Aproveitando a escolha do Rio de Janeiro como sede das Olimpíadas de 2016, o blog vai usar Olimpíadas como plano de fundo para este post!

Adhemar Ferreira da Silva e o record das Olimpíadas de Helsinque-1952

Os uniformes olímpicos sempre tiveram destaques, seja pela extravagância, seja pela simplicidade. Mas nem sempre foi assim, nas primeiras olimpíadas modernas o vestuário era, em sua maioria, feito de algodão. O problema é que quando molhado, por suor ou chuva o tecido chegava a dobrar de peso, o que dificultava e muito durante a performance dos atletas.

A modelagem era algo igualmente problemático já que em muitas modalidades as mangas e golas impediam a liberdade dos movimentos que cada prática exigia.

Com o passar dos anos, a tecnologia ganhou espaço e contribuiu totalmente para o aperfeiçoamento dos uniformes, a fim de obter o melhor desempenho dos esportistas durante as competições. “Observando os atletas, pudemos entender como o corpo funciona”, explica Jesus Dapena, professor de estudo do movimento da Universidade de Indiana, nos Estados Unidos. A partir daí que os uniformes começaram a ser desenvolvidos até se tornarem tal qual pudemos assistir na ultima Olimpíada em Pequim na China.

Os tênis cada vez mais leves e resistentes, os tecidos feitos com a tecnologia “Fast Dry”, (garantem rápida absorção do suor e não limita nenhum movimento do corpo durante a prática dos exercícios). A empresa Adidas, por exemplo, criou a técnica batizada de manutenção de energia, essa tecnologia se baseou na compressão de regiões específicas do corpo. Isso reduziu a vibração dos músculos e cansou menos o atleta.

Porém em meio de tanta evolução no vestuário olímpico, uma delas não foi bem vista,os maiôs da natação. Eles acabaram gerando polêmica e até a proibição de seu uso pela FINA (Federação Internacional de Natação).

Depois de ter 87 recordes quebrados somente no Cubo D’ Água (nas Olimpíadas de Pequim), o maiô LZR Racer, da Speedo, foi apontado como causa para a impressionante marca.

O traje, lançado em fevereiro de 2008, após três anos de pesquisas com a Nasa (Agência espacial Norte-Americana) não apresenta nenhuma costura, conseguindo um maior deslizamento nas piscinas, placas de poliuretano, que melhoram a flutuação diminuindo o arrasto pelo contato com a água e ainda mais…

Apesar da proibição muitos atletas são a favor do “maiô milagroso”, como Gustavo Borges.
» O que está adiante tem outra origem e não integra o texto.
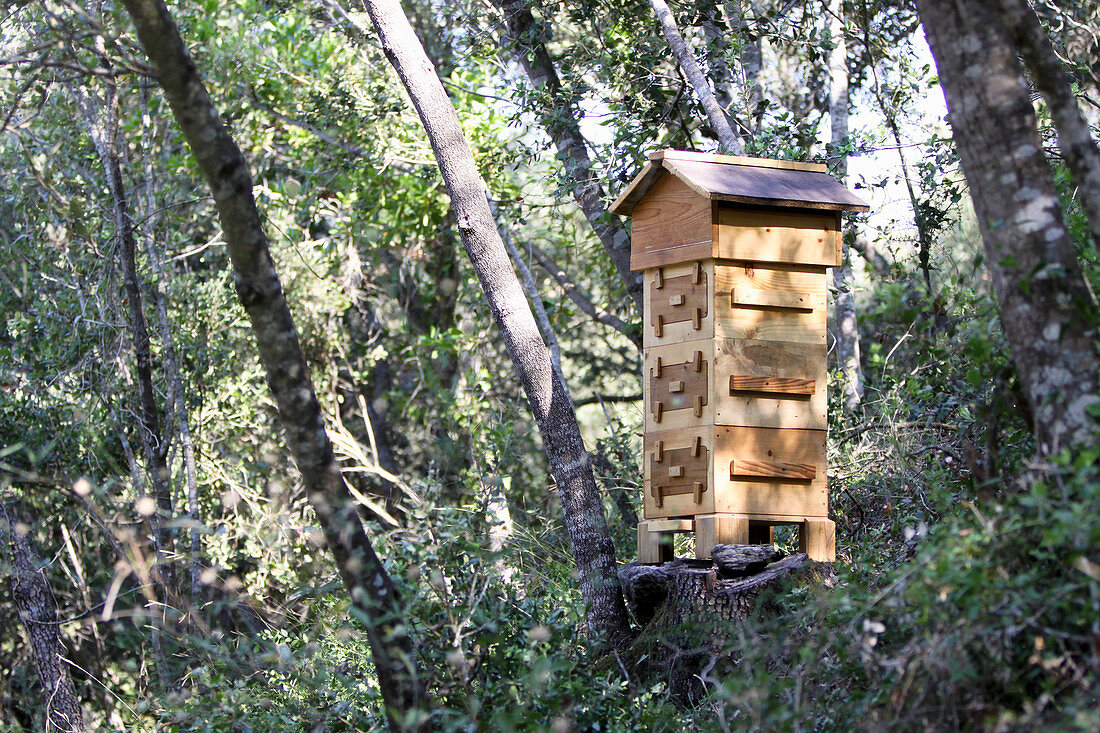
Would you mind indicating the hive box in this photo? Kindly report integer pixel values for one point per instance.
(735, 254)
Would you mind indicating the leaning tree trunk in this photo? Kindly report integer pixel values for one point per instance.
(259, 290)
(1075, 140)
(847, 329)
(1046, 307)
(102, 127)
(35, 603)
(546, 392)
(560, 121)
(727, 139)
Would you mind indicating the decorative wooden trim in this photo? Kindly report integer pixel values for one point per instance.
(780, 384)
(756, 298)
(772, 470)
(736, 160)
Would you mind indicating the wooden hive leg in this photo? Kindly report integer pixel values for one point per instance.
(713, 529)
(817, 539)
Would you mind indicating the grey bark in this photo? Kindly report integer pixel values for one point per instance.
(728, 141)
(102, 130)
(374, 597)
(564, 130)
(172, 371)
(847, 328)
(751, 61)
(546, 392)
(1046, 306)
(1075, 140)
(34, 600)
(549, 336)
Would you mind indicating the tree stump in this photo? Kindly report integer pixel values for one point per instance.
(686, 610)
Segundo ele a roupa não nada sozinha. A tecnologia vem para ajudar, e se ela consegue te dar um centésimo, é claro que motiva. No aspecto psicológico, pode até fazer o nadador evoluir um pouco.

Já o nadador australiano Kieren Perkins, bicampeão olímpico, faz sua critica, enfatizando que esses maiôs são caros e injustiças seriam feitas, dividindo os nadadores entre os que podem e os que não podem pagar pelo traje.
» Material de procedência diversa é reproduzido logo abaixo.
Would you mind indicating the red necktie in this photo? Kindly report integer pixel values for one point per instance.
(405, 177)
Veredito dado, para este ano os maiôs voltam a ser como eram antes de Pequim.

 

Desfile Billabong com peças urbanas, confortáveis e com alta tecnologia.

A tecnologia esportiva inspira também os estilistas que trazem para as passarelas essas referências que se refletem nas ruas. A tendência do estilo esporte-urbano, surgiu nesse cenário, que usa e abusa dos tecidos tecnológicos e inteligentes. Segundo André Robic, diretor-executivo do IBModa (Instituto Brasileiro de Moda) “A moda esporte-urbana e tecnológica, traduz a idéia de liberdade, saúde e modernidade. As pessoas usam roupas que traduzem o seu estilo de vida. Marcas como a Puma, Okley e outras esportivas souberam usar bem essa comunhão de conceitos”.
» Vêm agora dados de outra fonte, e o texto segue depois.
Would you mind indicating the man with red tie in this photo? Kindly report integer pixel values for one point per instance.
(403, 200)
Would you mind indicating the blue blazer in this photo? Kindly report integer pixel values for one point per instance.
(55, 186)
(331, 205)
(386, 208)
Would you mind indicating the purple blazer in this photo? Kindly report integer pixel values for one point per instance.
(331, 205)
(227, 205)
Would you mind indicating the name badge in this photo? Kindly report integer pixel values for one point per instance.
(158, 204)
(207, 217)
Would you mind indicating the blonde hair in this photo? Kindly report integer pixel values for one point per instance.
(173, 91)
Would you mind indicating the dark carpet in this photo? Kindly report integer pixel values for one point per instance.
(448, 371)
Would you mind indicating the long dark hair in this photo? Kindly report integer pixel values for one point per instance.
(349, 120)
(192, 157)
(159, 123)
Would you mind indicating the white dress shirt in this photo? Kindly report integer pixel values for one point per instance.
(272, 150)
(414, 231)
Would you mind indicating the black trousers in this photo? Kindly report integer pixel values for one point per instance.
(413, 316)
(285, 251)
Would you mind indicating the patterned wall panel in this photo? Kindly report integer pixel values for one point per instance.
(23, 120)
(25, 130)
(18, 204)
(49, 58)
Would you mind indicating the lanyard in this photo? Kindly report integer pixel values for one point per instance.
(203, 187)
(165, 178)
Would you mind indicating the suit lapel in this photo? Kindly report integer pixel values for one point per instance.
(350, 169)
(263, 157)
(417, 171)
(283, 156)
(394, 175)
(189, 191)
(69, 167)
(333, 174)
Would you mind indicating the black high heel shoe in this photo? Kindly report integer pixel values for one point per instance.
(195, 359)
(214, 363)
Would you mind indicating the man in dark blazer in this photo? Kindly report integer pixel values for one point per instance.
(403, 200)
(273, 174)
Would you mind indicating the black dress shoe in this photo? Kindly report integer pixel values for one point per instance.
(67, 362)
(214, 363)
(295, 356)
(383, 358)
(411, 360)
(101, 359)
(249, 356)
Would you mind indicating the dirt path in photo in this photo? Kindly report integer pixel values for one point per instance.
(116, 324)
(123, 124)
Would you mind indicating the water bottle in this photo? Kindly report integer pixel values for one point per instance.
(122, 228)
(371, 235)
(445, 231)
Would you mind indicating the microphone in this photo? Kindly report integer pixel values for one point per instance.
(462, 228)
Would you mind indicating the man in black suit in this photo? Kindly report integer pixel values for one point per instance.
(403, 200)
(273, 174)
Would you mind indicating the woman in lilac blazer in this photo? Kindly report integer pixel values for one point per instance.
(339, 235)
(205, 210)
Por menor que seja, as academias e parques são vitrines dessas novas inovações, sejam nos calçados para aliviar impactos, sejam nas camisetas usadas para caminhada que não “esquentam” e não “ensopam”. A união da moda e da tecnologia esportiva chegam a população para primeiro, melhorar o desempenho e trazer conformo para depois pensar no design e beleza. Fator que por sinal, nunca deixa a desejar, saindo do contexto dos exercícios físicos para serem usadas no dia-a-dia.